"I have always imagined that Paradise will be a kind of library."
- Jorge Luis Borges (18991986)
Veteran "Tony's Tips" readers know I'm a big fan of our public libraries. I was a proud foot soldier when my local library came under fire from zealots of the religious right many years ago and have just as proudly voted in favor of library funding whenever it has appeared on the ballot. In these tough economic times, I have been able to read countless books, including collections of comics, that I could not have read were it not for my local library and its partnership with over 100 other libraries in our neck of the woods. Other folks rely increasingly on libraries to help them find jobs and vital information.
Our economy also impacts our libraries, forcing many of them to reduce hours of operation, educational programs, new purchases, and even their workforce. Just when they are most essential, our libraries are having to struggle to continue to provide service to their patrons. They need and deserve our support.
Judging from my mail, quite a few librarians are avid readers of CBG and this column, Recently, I received this from Nancy Bent, Reference Library at LaGrange Public Library in LaGrange, Illinois. She wrote:
I use your reviews in CBG to order books for our library's graphic novels collection, and first I want to thank you for your ability to cut to the chase on why a fan (or a library) would want to order or avoid the titles you review! I really appreciate your ratings system and your eclecticity of titles. Thanks!
Would it be possible to include the books' ISBN numbers of the books in your reviews? Since ISBNs are unique to each title it makes ordering them SOOOOO much easier than looking each one up by title, author, etc. Thanks for considering the request of a harried librarian.
As some who's been helped by librarians more times than I can count, I'm more than happy to add ISBN information to my reviews whenever applicable.
As my book celebrates the fun, the quality, and the incredible variety found in the American comic book from Action Comics #1 to present, I'd love to see it in as many libraries as possible. Non-librarian "Tips" readers can help out by requesting their local libraries order the book. The more copies we sell, the better the chance that I'll be able to write a sequel and include the great comics I couldn't fit into the first book.

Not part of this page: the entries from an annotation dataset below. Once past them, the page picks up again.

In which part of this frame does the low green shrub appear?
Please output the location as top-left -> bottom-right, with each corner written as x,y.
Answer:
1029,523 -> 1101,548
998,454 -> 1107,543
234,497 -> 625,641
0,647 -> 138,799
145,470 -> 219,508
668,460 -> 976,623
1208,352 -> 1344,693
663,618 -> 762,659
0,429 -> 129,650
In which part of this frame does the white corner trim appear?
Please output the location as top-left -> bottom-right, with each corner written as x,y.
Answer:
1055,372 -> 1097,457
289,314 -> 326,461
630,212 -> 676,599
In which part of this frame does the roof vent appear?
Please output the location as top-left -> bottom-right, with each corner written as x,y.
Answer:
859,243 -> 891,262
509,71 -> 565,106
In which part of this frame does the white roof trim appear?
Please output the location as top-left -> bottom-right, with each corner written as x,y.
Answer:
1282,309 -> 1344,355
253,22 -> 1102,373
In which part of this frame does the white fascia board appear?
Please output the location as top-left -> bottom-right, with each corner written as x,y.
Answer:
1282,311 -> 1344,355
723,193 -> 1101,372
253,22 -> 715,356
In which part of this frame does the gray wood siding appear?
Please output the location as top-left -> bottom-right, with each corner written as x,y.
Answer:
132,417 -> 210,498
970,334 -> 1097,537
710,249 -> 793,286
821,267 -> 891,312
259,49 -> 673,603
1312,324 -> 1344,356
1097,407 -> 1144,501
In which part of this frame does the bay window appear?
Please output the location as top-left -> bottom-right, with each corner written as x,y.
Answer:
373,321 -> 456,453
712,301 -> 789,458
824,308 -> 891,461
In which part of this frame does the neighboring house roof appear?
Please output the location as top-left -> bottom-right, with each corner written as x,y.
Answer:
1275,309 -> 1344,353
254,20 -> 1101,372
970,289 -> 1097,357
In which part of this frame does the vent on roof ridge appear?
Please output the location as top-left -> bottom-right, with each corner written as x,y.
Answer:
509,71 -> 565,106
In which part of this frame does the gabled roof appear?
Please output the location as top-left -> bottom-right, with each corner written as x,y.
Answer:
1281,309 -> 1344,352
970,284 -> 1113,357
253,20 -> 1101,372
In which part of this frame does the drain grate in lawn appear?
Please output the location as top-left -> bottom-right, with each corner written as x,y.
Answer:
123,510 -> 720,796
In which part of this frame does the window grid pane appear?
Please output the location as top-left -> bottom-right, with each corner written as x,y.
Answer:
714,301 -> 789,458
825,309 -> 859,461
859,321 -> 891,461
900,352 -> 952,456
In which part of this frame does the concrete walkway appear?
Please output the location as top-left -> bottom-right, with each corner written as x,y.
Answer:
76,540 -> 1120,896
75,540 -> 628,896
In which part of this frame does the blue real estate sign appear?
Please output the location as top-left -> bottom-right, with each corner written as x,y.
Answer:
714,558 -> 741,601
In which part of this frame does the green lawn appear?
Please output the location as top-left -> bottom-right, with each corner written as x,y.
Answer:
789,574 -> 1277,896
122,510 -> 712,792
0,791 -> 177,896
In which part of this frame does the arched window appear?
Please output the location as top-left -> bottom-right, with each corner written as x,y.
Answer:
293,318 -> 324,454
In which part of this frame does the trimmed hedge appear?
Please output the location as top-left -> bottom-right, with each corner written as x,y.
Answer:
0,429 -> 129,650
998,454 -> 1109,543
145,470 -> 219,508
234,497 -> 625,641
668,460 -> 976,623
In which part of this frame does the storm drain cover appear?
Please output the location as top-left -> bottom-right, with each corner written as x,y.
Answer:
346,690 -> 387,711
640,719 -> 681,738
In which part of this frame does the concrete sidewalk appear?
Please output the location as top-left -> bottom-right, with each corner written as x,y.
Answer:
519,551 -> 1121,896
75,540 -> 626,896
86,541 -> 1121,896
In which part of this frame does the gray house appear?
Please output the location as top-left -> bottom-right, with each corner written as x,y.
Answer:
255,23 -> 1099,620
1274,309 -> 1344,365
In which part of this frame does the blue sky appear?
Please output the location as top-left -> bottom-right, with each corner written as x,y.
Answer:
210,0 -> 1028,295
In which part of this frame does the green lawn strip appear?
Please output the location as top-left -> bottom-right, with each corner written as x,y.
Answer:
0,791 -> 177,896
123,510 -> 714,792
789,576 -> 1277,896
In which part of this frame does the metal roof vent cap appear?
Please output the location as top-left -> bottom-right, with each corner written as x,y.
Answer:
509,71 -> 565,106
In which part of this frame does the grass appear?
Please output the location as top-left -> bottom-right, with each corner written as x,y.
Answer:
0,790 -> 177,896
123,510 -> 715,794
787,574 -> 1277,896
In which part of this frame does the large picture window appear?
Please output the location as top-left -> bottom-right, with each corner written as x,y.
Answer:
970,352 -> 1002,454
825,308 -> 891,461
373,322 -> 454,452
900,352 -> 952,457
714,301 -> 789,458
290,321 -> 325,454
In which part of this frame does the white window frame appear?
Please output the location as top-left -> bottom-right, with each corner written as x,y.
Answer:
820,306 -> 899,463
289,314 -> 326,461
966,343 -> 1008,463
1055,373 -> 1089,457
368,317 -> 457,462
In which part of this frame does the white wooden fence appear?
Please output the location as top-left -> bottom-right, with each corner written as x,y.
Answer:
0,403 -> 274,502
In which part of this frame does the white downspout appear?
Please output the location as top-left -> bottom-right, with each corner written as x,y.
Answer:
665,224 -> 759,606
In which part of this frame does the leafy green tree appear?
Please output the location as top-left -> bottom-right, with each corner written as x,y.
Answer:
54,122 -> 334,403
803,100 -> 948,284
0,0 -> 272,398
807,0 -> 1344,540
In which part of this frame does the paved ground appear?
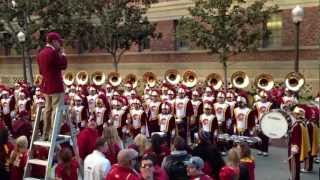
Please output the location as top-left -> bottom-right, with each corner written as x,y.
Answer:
254,147 -> 320,180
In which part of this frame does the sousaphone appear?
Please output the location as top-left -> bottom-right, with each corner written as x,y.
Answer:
182,70 -> 198,88
285,72 -> 305,92
231,71 -> 250,89
254,74 -> 274,91
76,71 -> 89,85
91,71 -> 106,86
164,69 -> 181,85
63,72 -> 75,86
143,72 -> 157,87
206,73 -> 223,90
124,74 -> 138,88
107,72 -> 122,87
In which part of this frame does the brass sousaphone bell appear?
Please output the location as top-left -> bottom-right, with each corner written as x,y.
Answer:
164,69 -> 181,85
254,73 -> 274,91
206,73 -> 223,90
33,74 -> 42,86
107,72 -> 122,87
76,71 -> 89,85
231,71 -> 250,89
63,72 -> 75,86
91,71 -> 106,86
285,72 -> 305,92
143,72 -> 157,87
124,74 -> 138,88
182,70 -> 198,88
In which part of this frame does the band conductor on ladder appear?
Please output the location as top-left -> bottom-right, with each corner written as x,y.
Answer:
37,32 -> 67,141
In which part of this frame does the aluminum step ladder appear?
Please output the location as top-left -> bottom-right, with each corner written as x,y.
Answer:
23,105 -> 80,180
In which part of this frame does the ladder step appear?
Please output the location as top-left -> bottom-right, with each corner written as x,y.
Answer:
28,159 -> 48,166
33,141 -> 51,147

Can I add that 1000 Comic Books You Must Read is the perfect holiday gift for every comics fan in your life, including yourself? Or would that be pushing it?
The more I recall The Middleman, the tragically short-lived TV series from the summer of 2008, the more I realize it's one of my favorite super-hero shows ever. That was driven home to me when I viewed Shout! Factory's DVD release of The Middleman: The Complete Series [$39.99].
Created by Javier Grillo-Marxuach and originally published in comic books by the Viper Comics Group, The Middleman was as pure in concept as in its small-screen execution. The title hero was the latest in a centuries-old line of fighters against evil. He was a "white hat" hero in a reality where our world or portions thereof was threatened with destruction on a regular basis. What would've been impossibly camp in lesser hands was a stirring saga of hope through scripts that combined action and wit, and performed by actors who absolutely conveyed the truth of that hope. Any day of the week, any hour of the day, any minute of the hour, I'll take The Middleman over The Dark Knight or Watchmen. I like it when good triumphs over evil without itself becoming evil in the process.
Matt Keeslar played the determinedly squared-jawed Middleman without ever making his character one-dimensional. Natalie Morales nailed the mildly cynical optimism of artist and Middleman trainee Wendy Watson. Even Ida, the android "Alfred" of the Middleman HQ, gruff as she was, always came across as solidly on the side of the angels. Kudos to Mary Pat Gleason for how well she brought that to the small screen.
It's a shame there were only twelve episodes of this wonderful series. It's a blessing that they have so quickly become available in this four-disc set. My interest in the special features, which fill the entire fourth disc, is less than in the shows themselves, but there's some good stuff there, including the entire table read of the script for the final episode.
ZERO: Burn your money before buying any comic receiving this rating. It doesn't *necessarily* mean there's absolutely nothing of value here - though it *could* - but whatever value it might possess shrinks into insignificance before its overall awfulness.
ONE: Buy something else. Maybe I found something which wasn't completely dreadful in the item, but not enough for me to recommend it when there are better comics available. I only want what's best for you, my children.
TWO: Basic judgment call. I found some value, but not enough to recommend it. My review should give you enough info to decide if you want to take a chance on it. Are you feeling lucky today, punk? Well, are you?
THREE: This denotes something I find perfectly respectable. There are better books out there, but I wouldn't regret buying this item. Based on my review, you should be able to determine if it's of interest to you. Let the Force guide you.
FOUR: I recommend anything earning this rating. Unless you don't like the genre, subject matter, or past work of the creators, I believe you'll enjoy this item. Isn't it uncanny how I can look right into your soul that way?
FIVE: Anything getting this rating is among the best comicdom has to offer. You should buy/read this, even if the genre/subject matter doesn't appeal to you. It's for your own good. Me, I live for comics and books this good...but not in a pathetic "Comic-Book Guy" sort of way.